Monday, June 2, 2014


For the bolsters I am using 304 stainless steel that is 1/4" thick and 1-1/2" wide. I marked off  four 1-3/4" sections with a square and sharpie, then cut on the band saw.
Once I trued two matching faces, I carefully lined up the piece with the plunge line, allowing about 1/32" overhang so I could shape it back to the plunge line. Then clamped with vise-grips.
I drilled the pin holes from the tang side through the bolster piece. Add a little oil or cutting fluid here. For 304 SS, I would recommend cobalt bits. #30 bit is ideal for this.
You can see how stringy the 304 is. A super sharp bit will do this.
Once drilled, I pinned the first side with some 1/8" steel rod as temporary pins. I marked the material to be removed under the handle belly.

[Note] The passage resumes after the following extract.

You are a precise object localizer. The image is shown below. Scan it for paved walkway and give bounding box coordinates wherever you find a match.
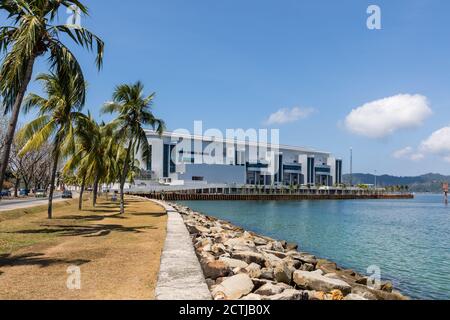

I then fitted the second  (un-drilled) bolster piece and clamped so that it lines up with the drilled one. Then removed the first piece.
Drilling the second bolster piece and mark the for material removal.
Now I have the two halves. I work the pieces individually on the belt grinder.
It's fairly quick, but hot work with a ceramic belt. I was wearing leather gloves and kept going back to the water pot frequently.
These are the two pieces side-by-side.

A quick test fitting on the knife.
Again pinned together, I go ahead and mark for the angled joint to scales. More shaping on the belt grinder and some special focus on the bolster fronts.
I will work up in belts on the fronts of the bolster pieces together. The rest of the shaping will come with the bolster pinned to the knife where I can match them to the handle shape.

After some work on the Norax belt.

This is the bolster re-pinned for shaping the belly. I've protected the blade in case it get dropped or hit with a belt.